发现很多人搞爬虫会把python作为首选技术,理由是简单;但是本人最熟悉的还是java,所以对java内存浏览器技术htmlunit做了一次研究,发现原生的htmlunit的性能及对多线程的支持不是那么友好,特别是使用代理ip后,oom是很正常的,监控程序并查看源码总结问题原因:
 
 
  - 1、js执行器执行js是使用多线程执行,在关闭js执行线程的时候,使用com.gargoylesoftware.htmlunit.javascript.background.DefaultJavaScriptExecutor这个类的时候,有段代码。
 
  引用
 private void killThread() {
  
        if (eventLoopThread_ == null) {
  
            return;
  
        }
  
        try {
  
            eventLoopThread_.interrupt();
  
            eventLoopThread_.join(10_000);
  
        }
  
        catch (final InterruptedException e) {
  
            LOG.warn("InterruptedException while waiting for the eventLoop thread to join ", e);
  
            // ignore, this doesn't matter, we want to stop it
  
        }
  
        if (eventLoopThread_.isAlive()) {
  
            if (LOG.isWarnEnabled()) {
  
                LOG.warn("Event loop thread "
  
                        + eventLoopThread_.getName()
  
                        + " still alive at "
  
                        + System.currentTimeMillis());
  
                LOG.warn("Event loop thread will be stopped");
  
            }
  
  
            // Stop the thread
  
            eventLoopThread_.stop();
  
        }
  
    }
  
 上面代码的问题:
  
引用
 eventLoopThread_.interrupt();
  
eventLoopThread_.join(10_000);
 不要觉得interrupt真的就会关闭线程,比如正在执行io操作或者同样该线程在处于sleep状态,interrupt就不会终止线程,所以这里住线程要等待eventLoopThread执行10秒才会继续往下跑。
 
 
2、DefaultJavaScriptExecutor在使用外部线程池开启webclient抓取网页的时候,经常会出现线程不关闭的情况,问题代码如下:
 
   
引用
 public void run() {
  
        final boolean trace = LOG.isTraceEnabled();
  
        // this has to be a multiple of 10ms
  
        // otherwise the VM has to fight with the OS to get such small periods
  
        final long sleepInterval = 10;
  
        while (!shutdown_.get() && !Thread.currentThread().isInterrupted() && webClient_.get() != null) {
  
            final JavaScriptJobManager jobManager = getJobManagerWithEarliestJob();
  
  
            if (jobManager != null) {
  
                final JavaScriptJob earliestJob = jobManager.getEarliestJob();
  
                if (earliestJob != null) {
  
                    final long waitTime = earliestJob.getTargetExecutionTime() - System.currentTimeMillis();
  
  
                    // do we have to execute the earliest job
  
                    if (waitTime < 1) {
  
                        // execute the earliest job
  
                        if (trace) {
  
                            LOG.trace("started executing job at " + System.currentTimeMillis());
  
                        }
  
                        jobManager.runSingleJob(earliestJob);
  
                        if (trace) {
  
                            LOG.trace("stopped executing job at " + System.currentTimeMillis());
  
                        }
  
  
                        // job is done, have a look for another one
  
                        continue;
  
                    }
  
                }
  
            }
  
  
            // check for cancel
  
            if (shutdown_.get() || Thread.currentThread().isInterrupted() || webClient_.get() == null) {
  
                break;
  
            }
  
  
            // nothing to do, let's sleep a bit
  
            try {
  
                Thread.sleep(sleepInterval);
  
            }
  
            catch (final InterruptedException e) {
  
                Thread.currentThread().interrupt();
  
            }
  
        }
  
    }
  
 
 此处问题代码:
  
引用
 while (!shutdown_.get() && !Thread.currentThread().isInterrupted() && webClient_.get() != null) 
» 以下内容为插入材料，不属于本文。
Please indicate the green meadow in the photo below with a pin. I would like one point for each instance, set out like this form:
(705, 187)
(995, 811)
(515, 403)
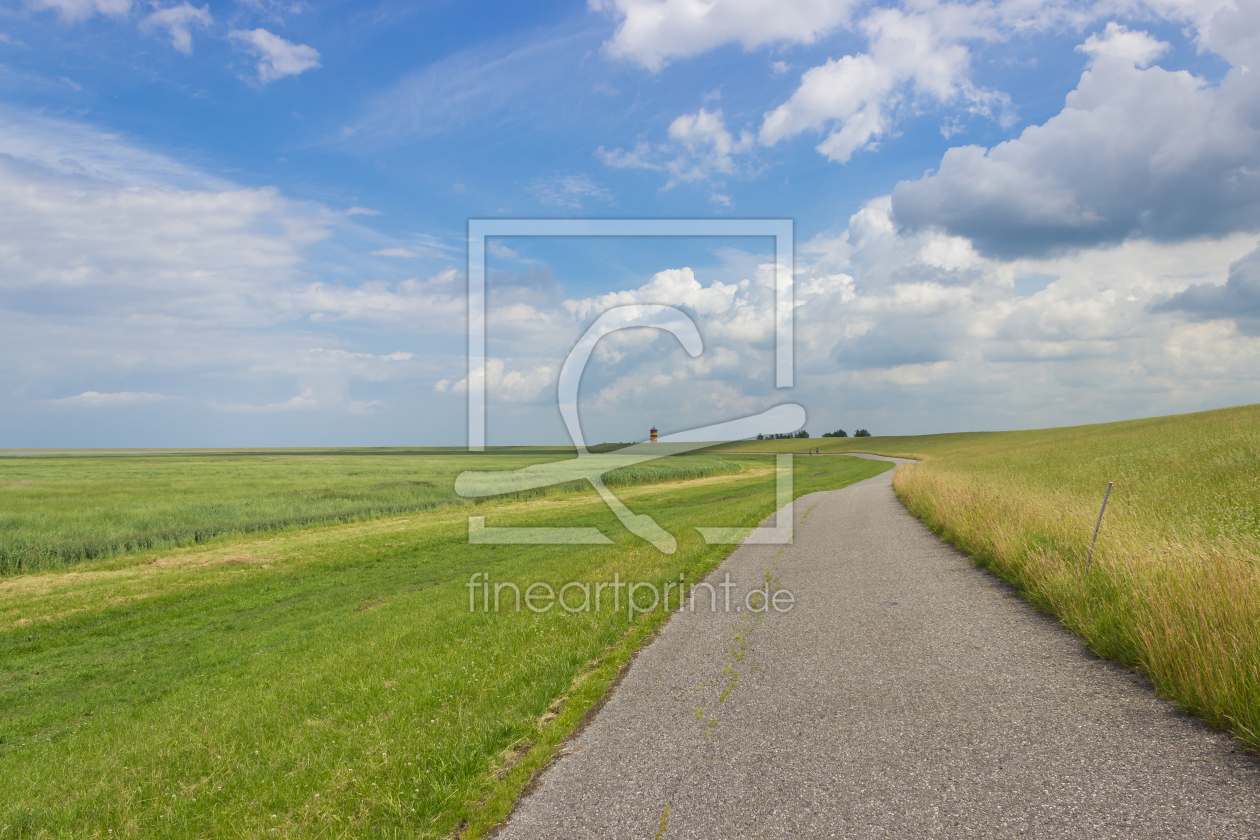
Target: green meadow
(280, 645)
(1173, 586)
(58, 510)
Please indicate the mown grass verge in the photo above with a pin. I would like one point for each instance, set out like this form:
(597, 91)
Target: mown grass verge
(329, 681)
(1173, 588)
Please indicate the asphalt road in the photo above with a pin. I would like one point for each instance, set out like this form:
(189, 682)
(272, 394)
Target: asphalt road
(906, 694)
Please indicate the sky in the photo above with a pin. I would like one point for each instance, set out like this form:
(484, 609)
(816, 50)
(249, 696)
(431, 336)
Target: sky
(243, 223)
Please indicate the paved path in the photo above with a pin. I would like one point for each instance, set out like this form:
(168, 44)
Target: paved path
(906, 695)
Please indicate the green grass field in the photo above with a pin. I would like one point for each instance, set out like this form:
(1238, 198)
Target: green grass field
(1173, 588)
(61, 510)
(318, 681)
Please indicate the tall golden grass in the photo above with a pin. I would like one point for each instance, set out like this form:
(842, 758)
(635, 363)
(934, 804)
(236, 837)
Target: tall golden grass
(1183, 608)
(1173, 588)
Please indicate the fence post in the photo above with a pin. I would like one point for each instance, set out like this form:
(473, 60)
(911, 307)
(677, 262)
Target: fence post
(1101, 510)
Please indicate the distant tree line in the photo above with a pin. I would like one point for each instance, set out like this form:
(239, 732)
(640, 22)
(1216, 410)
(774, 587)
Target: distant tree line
(841, 432)
(784, 437)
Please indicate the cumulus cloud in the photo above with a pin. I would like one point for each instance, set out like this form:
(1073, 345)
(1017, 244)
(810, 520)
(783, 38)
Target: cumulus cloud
(178, 22)
(115, 287)
(654, 32)
(1237, 300)
(1118, 42)
(1135, 153)
(856, 95)
(277, 57)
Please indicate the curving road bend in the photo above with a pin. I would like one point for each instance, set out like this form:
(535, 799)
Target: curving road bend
(907, 694)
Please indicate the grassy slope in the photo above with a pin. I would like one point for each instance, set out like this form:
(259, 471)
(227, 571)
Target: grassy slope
(1173, 588)
(328, 681)
(61, 510)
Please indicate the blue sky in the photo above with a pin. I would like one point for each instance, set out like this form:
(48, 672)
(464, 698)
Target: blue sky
(242, 223)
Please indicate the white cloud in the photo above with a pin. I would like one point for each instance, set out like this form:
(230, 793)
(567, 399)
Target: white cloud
(93, 398)
(914, 54)
(304, 401)
(572, 192)
(1119, 42)
(112, 280)
(504, 384)
(73, 10)
(1135, 153)
(699, 147)
(654, 32)
(277, 57)
(178, 23)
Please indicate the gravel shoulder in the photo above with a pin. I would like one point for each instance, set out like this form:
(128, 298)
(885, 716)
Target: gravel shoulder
(906, 694)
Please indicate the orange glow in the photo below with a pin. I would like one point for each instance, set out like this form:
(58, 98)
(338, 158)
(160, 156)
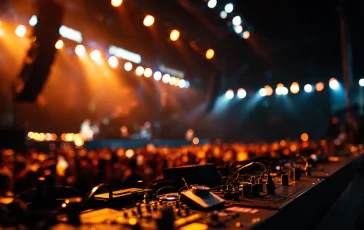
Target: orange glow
(148, 72)
(295, 88)
(116, 3)
(283, 143)
(246, 35)
(20, 31)
(139, 70)
(80, 50)
(148, 20)
(59, 44)
(174, 35)
(195, 141)
(304, 137)
(166, 78)
(128, 66)
(210, 53)
(113, 62)
(320, 86)
(269, 90)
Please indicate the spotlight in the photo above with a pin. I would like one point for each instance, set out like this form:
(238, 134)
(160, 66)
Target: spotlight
(139, 70)
(361, 82)
(116, 3)
(59, 44)
(113, 62)
(148, 72)
(334, 84)
(246, 35)
(128, 66)
(166, 78)
(174, 35)
(157, 76)
(269, 90)
(241, 93)
(80, 50)
(295, 88)
(148, 20)
(229, 94)
(263, 92)
(223, 14)
(237, 20)
(238, 29)
(229, 8)
(320, 86)
(182, 83)
(95, 55)
(21, 31)
(308, 88)
(187, 84)
(212, 3)
(33, 20)
(210, 53)
(173, 81)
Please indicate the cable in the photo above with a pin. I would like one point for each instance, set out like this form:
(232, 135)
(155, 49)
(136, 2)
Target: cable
(156, 192)
(90, 194)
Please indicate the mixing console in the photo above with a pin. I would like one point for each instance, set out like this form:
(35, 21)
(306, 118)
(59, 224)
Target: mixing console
(255, 201)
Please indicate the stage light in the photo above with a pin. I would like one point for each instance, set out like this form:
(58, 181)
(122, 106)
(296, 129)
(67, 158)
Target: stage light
(174, 35)
(59, 44)
(229, 94)
(237, 20)
(308, 88)
(210, 53)
(187, 84)
(157, 76)
(304, 137)
(128, 66)
(263, 92)
(173, 81)
(238, 29)
(361, 82)
(229, 8)
(148, 20)
(166, 78)
(241, 93)
(295, 88)
(80, 50)
(212, 3)
(246, 35)
(95, 55)
(148, 72)
(182, 83)
(320, 86)
(139, 70)
(33, 20)
(269, 90)
(223, 14)
(20, 31)
(116, 3)
(334, 84)
(113, 62)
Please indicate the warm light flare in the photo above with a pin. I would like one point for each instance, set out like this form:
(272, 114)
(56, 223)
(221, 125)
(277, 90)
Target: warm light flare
(174, 35)
(148, 20)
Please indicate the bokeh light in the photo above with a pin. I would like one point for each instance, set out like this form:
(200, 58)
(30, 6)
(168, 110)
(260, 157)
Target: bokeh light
(139, 71)
(20, 31)
(210, 53)
(320, 86)
(113, 62)
(148, 20)
(174, 35)
(128, 66)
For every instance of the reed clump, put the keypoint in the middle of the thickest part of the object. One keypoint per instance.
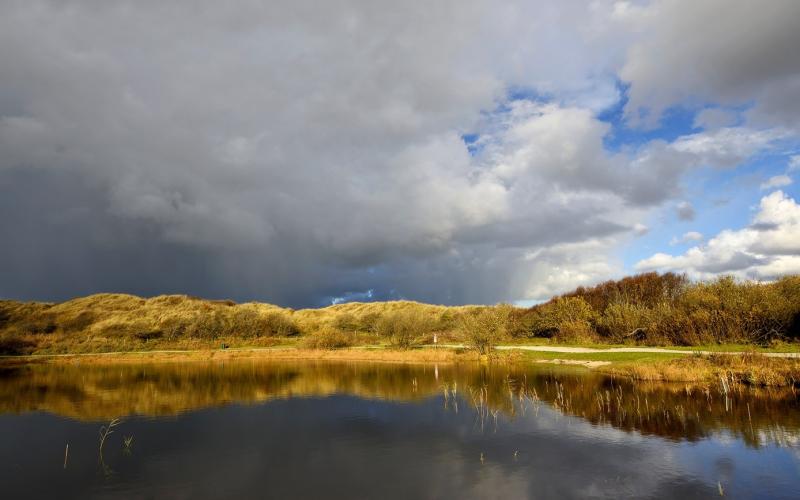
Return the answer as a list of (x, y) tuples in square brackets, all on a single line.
[(753, 369)]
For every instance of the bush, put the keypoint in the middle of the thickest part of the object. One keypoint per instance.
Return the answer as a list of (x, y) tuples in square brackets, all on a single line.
[(548, 319), (251, 323), (624, 321), (15, 346), (346, 322), (484, 328), (328, 337), (402, 328), (575, 332)]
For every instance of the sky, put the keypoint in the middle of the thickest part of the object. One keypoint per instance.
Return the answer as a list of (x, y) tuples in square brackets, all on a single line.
[(306, 153)]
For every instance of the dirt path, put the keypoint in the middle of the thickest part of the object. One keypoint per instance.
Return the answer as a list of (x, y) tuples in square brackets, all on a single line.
[(535, 348), (589, 350)]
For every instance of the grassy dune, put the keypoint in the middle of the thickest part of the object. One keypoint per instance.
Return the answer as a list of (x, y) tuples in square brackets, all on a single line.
[(648, 309)]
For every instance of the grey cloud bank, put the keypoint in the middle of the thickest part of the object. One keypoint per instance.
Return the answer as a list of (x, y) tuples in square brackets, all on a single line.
[(299, 152)]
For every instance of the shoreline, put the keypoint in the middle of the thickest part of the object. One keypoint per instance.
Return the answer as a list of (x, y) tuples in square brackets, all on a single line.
[(652, 365)]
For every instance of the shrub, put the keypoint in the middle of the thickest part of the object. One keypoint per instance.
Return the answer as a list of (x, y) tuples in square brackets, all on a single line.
[(548, 319), (624, 321), (647, 289), (79, 323), (575, 332), (15, 346), (484, 328), (251, 323), (328, 337), (346, 322), (402, 328)]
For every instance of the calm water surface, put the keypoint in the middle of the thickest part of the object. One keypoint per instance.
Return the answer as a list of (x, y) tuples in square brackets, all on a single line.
[(250, 429)]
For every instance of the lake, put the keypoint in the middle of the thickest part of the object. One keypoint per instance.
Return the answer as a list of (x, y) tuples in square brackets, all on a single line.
[(267, 429)]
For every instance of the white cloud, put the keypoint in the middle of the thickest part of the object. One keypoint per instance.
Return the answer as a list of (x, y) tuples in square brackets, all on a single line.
[(688, 237), (685, 211), (768, 248), (776, 181), (304, 150), (732, 52), (794, 163)]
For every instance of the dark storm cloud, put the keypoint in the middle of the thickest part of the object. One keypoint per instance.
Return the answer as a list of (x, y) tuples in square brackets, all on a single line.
[(298, 152)]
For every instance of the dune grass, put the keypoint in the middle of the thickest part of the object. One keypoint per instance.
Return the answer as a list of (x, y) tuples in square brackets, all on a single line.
[(648, 309)]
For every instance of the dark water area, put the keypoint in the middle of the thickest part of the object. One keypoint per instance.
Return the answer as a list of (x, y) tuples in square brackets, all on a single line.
[(255, 429)]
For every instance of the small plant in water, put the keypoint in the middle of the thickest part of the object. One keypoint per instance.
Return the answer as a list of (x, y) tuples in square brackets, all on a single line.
[(127, 441), (105, 431)]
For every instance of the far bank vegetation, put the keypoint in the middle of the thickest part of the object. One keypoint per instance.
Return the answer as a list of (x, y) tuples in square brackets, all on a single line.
[(647, 309)]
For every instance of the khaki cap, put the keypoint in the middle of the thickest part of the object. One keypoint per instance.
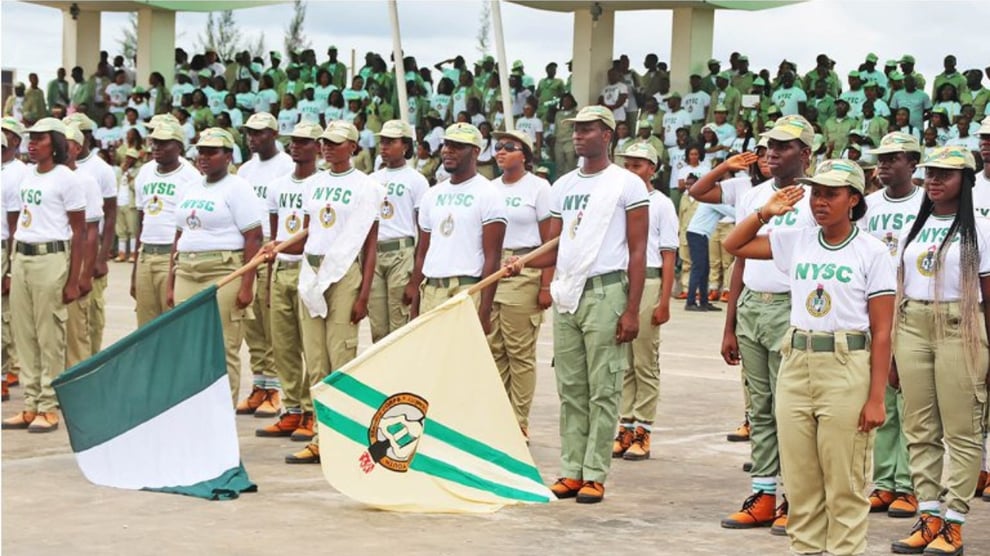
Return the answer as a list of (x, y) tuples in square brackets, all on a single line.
[(215, 137), (838, 173), (954, 157), (792, 127), (396, 129), (463, 133), (168, 131), (897, 142), (340, 131), (261, 120), (47, 124), (595, 113), (306, 130), (516, 135), (641, 150)]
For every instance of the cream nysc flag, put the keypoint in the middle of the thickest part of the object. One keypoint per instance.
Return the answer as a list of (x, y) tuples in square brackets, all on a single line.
[(421, 423)]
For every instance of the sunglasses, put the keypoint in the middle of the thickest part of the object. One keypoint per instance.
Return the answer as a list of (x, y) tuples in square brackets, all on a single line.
[(507, 147)]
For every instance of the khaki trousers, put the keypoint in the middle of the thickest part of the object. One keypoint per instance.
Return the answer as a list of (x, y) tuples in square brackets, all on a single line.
[(385, 307), (151, 286), (286, 319), (258, 332), (515, 326), (943, 402), (196, 271), (825, 458), (641, 383), (39, 321)]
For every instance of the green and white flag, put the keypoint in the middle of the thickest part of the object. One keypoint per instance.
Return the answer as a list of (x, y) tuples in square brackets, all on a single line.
[(153, 410)]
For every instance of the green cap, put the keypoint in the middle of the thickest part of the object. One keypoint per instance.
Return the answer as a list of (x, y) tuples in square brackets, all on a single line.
[(838, 173), (215, 137), (463, 133), (594, 113)]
 外部线程内部关闭webclient.close()的时候,当外部线程要主动关闭本线程的时候,就像outStream没把out.close()写在finally里面,永远不会关闭js执行器线程。
 
  
  - 3、其实htmlunit性能差还有一个最重要的问题所在,就是每次抓取同一个页面,都要去下载相同的资源,htmlunit下载页面的代码是在类com.gargoylesoftware.htmlunit.HttpWebConnection里面(js,css,jpg)
 
 
 主要的方法代码如下:
  
引用
   /**
  
     * Reads the content of the stream and saves it in memory or on the file system.
  
     * @param is the stream to read
  
     * @param maxInMemory the maximumBytes to store in memory, after which save to a local file
  
     * @return a wrapper around the downloaded content
  
     * @throws IOException in case of read issues
  
     */
  
    public static DownloadedContent downloadContent(final InputStream is, final int maxInMemory) throws IOException {
  
        if (is == null) {
  
            return new DownloadedContent.InMemory(null);
  
        }
  
  
        try (ByteArrayOutputStream bos = new ByteArrayOutputStream()) {
  
            final byte[] buffer = new byte[1024];
  
            int nbRead;
  
            try {
  
                while ((nbRead = is.read(buffer)) != -1) {
  
                    bos.write(buffer, 0, nbRead);
  
                    if (bos.size() > maxInMemory) {
  
                        // we have exceeded the max for memory, let's write everything to a temporary file
  
                        final File file = File.createTempFile("htmlunit", ".tmp");
  
                        file.deleteOnExit();
  
                        try (OutputStream fos = Files.newOutputStream(file.toPath())) {
  
                            bos.writeTo(fos); // what we have already read
  
                            IOUtils.copyLarge(is, fos); // what remains from the server response
  
                        }
  
                        return new DownloadedContent.OnFile(file, true);
  
                    }
  
                }
  
            }
  
            catch (final ConnectionClosedException e) {
  
                LOG.warn("Connection was closed while reading from stream.", e);
  
                return new DownloadedContent.InMemory(bos.toByteArray());
  
            }
  
            catch (final EOFException e) {
  
                // this might happen with broken gzip content
  
                LOG.warn("EOFException while reading from stream.", e);
  
                return new DownloadedContent.InMemory(bos.toByteArray());
  
            }
  
  
            return new DownloadedContent.InMemory(bos.toByteArray());
  
        }
  
    }
  
 
 修改代码,只要把重复下载的代码缓存起来,就可以大大增加抓取性能,同时还可以动态修改网页js。
 
 
4、htmlunit设置requestTimeout时是无法单独设置conectiontimeout和socketTimeout,比方说设置requestTimeout=10000,那么 htmlclient的conectiontimeout=10000和socketTimeout=10000,这是有问题的,conectiontimeout一般情况应该设置低于100毫秒为宜,设置代码在 com.gargoylesoftware.htmlunit.HttpWebConnection
 
方法:
  
引用
  private static RequestConfig.Builder createRequestConfigBuilder(final int timeout, final InetAddress localAddress) {
  
        final RequestConfig.Builder requestBuilder = RequestConfig.custom()
  
                .setCookieSpec(HACKED_COOKIE_POLICY)
  
                .setRedirectsEnabled(false)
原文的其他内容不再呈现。